O número chama atenção por evidenciar um contraste: embora o paisagismo seja cada vez mais valorizado pelo consumidor final, ele ainda não conquistou um espaço estratégico dentro do processo de desenvolvimento dos projetos.

Um elemento valorizado, mas ainda tratado como complementar
Nos últimos anos, temas como qualidade de vida, contato com a natureza, áreas de convivência ao ar livre e bem-estar passaram a ganhar destaque no mercado imobiliário. Esses fatores influenciam diretamente a percepção de valor dos empreendimentos e, muitas vezes, estão entre os principais diferenciais de um projeto.
Nesse contexto, o paisagismo poderia assumir um papel central na construção da identidade dos empreendimentos. No entanto, na prática, ele ainda costuma ser tratado como uma etapa complementar.
Isso acontece principalmente porque, em muitos projetos, o paisagismo entra no processo apenas nas fases finais do desenvolvimento. Em alguns casos, o projeto arquitetônico já está aprovado e consolidado quando o paisagista é convidado a participar.
Quando isso ocorre, as possibilidades de contribuição se tornam mais limitadas.
O paisagismo passa a atuar dentro de um espaço já definido, com pouca margem para influenciar decisões mais amplas relacionadas ao conceito do empreendimento, à organização dos espaços ou à experiência urbana do projeto.
Quando o paisagismo entra tarde, perde força conceitual
A participação tardia tem um impacto direto na forma como o paisagismo se manifesta nos projetos.
Em vez de atuar como parte da linguagem arquitetônica e da estratégia do produto, ele acaba assumindo um papel mais decorativo, voltado principalmente à ambientação dos espaços externos.
Isso não significa que o resultado final seja necessariamente negativo, mas reduz o potencial transformador que o paisagismo poderia ter quando integrado desde as primeiras etapas de concepção.
Quando pensado de forma estratégica, o paisagismo pode contribuir para organizar fluxos, definir áreas de convivência, criar experiências sensoriais e reforçar a relação do empreendimento com o entorno urbano.
Ele deixa de ser apenas um complemento estético e passa a atuar como um elemento estruturador do projeto.

Um campo cheio de oportunidades para o setor
Curiosamente, essa lacuna acontece justamente em um momento em que o mercado imobiliário apresenta novas demandas que dialogam diretamente com o paisagismo.
O interesse por espaços verdes, ambientes abertos, áreas de convivência e projetos que promovam bem-estar vem crescendo de forma consistente.
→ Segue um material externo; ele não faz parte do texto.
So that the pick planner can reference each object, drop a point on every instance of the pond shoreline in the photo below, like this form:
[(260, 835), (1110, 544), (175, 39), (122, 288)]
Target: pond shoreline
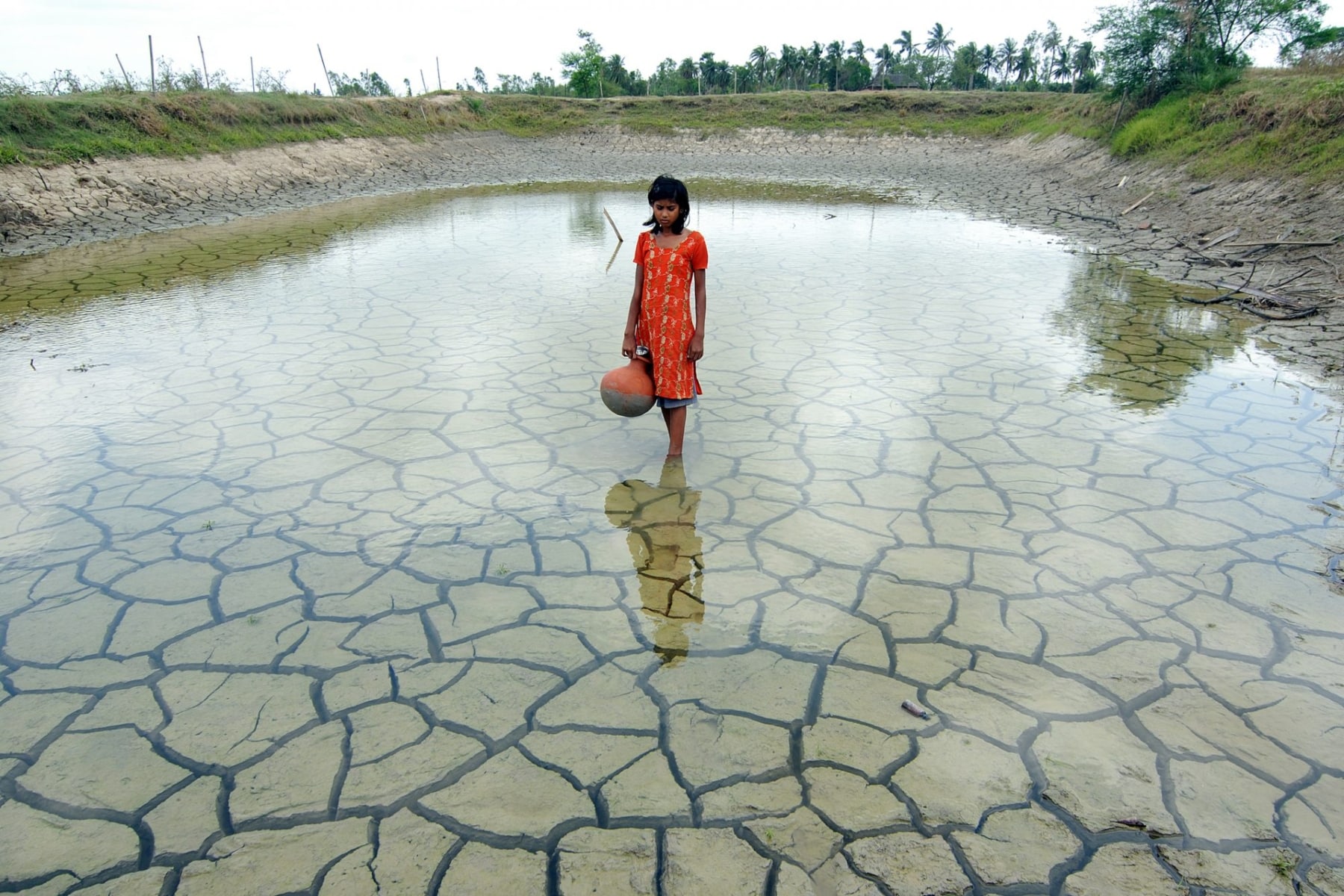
[(1151, 217)]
A valorização de aspectos ambientais e a busca por qualidade de vida também passaram a influenciar as decisões de compra de muitos consumidores.
Esse cenário cria um terreno fértil para que o paisagismo assuma um papel mais relevante dentro dos empreendimentos.
No entanto, para que isso aconteça, também é necessário que os escritórios da área ampliem sua capacidade de atuação, estruturando processos, equipes e métodos de trabalho capazes de acompanhar o ritmo e a complexidade dos lançamentos imobiliários.
O futuro do paisagismo nos lançamentos imobiliários
À medida que os projetos imobiliários passam a incorporar conceitos como sustentabilidade, bem-estar e integração com o ambiente urbano, o paisagismo tende a ganhar uma nova dimensão dentro do processo de desenvolvimento.
Mais do que embelezar os espaços, seu papel pode se expandir para ajudar a construir a identidade dos empreendimentos e definir experiências que conectam arquitetura, natureza e vida urbana.
Nesse cenário, os escritórios que conseguirem se posicionar de forma mais estratégica dentro do processo de criação terão a oportunidade de deixar de atuar apenas nas etapas finais dos projetos.
E passar a participar desde o início da construção das ideias que definem o futuro dos empreendimentos.